Nur wenige Kilometer von Zürs entfernt, in St. Anton, gibt es bereits seit der WM 2001 eine Flutlichtpiste. Auf diesem Hang könnten nach wie vor Rennen stattfinden, lautet die Auskunft aus St. Anton. Das Problem? St. Anton liegt nicht in Vorarlberg, sondern in Tirol. Derselbe Skiclub zwar, aber doch eine andere Welt. In Tirol (Kitzbühel!) finden regelmäßig Weltcuprennen statt, in Vorarlberg hingegen gastierte der Weltcup zum letzten Mal vor 26 Jahren. Dazu sagt Schröcksnadel: "Jeder Landesverband hat das Recht auf ein Weltcuprennen." Der ÖSV sei wie das Fußballteam, er trete in dem Stadion an, das man ihm zur Verfügung stelle.

Behaupteter Werbewert

Dem Vorwurf, dass aus dem Zürser Fördersumpf allein der ÖSV schneeweiß, nämlich als großer Gewinner, hervorgehe, tritt der 79-jährige Tiroler, der 2021 als ÖSV-Präsident abdanken will, entgegen. "Solche Rennen sind eine Werbung. Was man da investiert, kommt hundertfach zurück."

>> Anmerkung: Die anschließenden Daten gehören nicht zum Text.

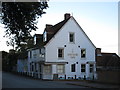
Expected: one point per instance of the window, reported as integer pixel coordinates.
(71, 37)
(83, 53)
(30, 54)
(60, 53)
(39, 51)
(73, 68)
(82, 67)
(60, 68)
(34, 40)
(91, 67)
(47, 69)
(45, 36)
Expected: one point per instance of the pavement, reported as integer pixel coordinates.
(95, 85)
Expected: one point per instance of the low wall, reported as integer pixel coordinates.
(106, 76)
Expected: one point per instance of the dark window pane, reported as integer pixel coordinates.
(83, 53)
(71, 37)
(83, 68)
(73, 68)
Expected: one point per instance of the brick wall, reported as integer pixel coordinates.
(106, 76)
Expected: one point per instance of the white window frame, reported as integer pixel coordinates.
(91, 67)
(47, 69)
(73, 37)
(83, 68)
(60, 53)
(61, 68)
(84, 53)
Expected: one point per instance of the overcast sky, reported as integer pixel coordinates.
(99, 20)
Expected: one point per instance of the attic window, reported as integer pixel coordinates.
(45, 36)
(71, 37)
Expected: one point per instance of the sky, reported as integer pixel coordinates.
(99, 20)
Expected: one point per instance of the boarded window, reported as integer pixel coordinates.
(91, 68)
(71, 37)
(60, 53)
(83, 53)
(47, 69)
(60, 68)
(82, 67)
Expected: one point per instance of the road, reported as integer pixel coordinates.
(10, 80)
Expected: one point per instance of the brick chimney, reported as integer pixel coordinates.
(66, 16)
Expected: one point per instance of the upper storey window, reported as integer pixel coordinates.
(45, 36)
(71, 37)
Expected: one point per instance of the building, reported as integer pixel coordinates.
(64, 52)
(107, 67)
(107, 61)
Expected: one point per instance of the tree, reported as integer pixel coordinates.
(20, 18)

Die Wissenschaft bezweifelt den behaupteten Werbeeffekt durch Sportevents. Oliver Fritz, Ökonom des Instituts für Wirtschaftsforschung (Wifo), erklärt: "In der empirischen Literatur findet sich kein Beleg dafür. Der Tourismus überschätzt den Werbewert solcher Veranstaltungen." Schon bei der WM in Schladming hatte der ÖSV die Werbung für den Ort betont. Doch die in Auftrag gegebenen Studien, die das im Nachhinein belegen sollten, sind laut Fritz "methodischer Schrott". In Zeiten des Klimabewusstseins würden Bilder wie jene vom weißen Band in der braunen Wiese in Zürs vielmehr gegenteilige Effekte zeitigen, glaubt der Ökonom. "Das kann nach hinten losgehen."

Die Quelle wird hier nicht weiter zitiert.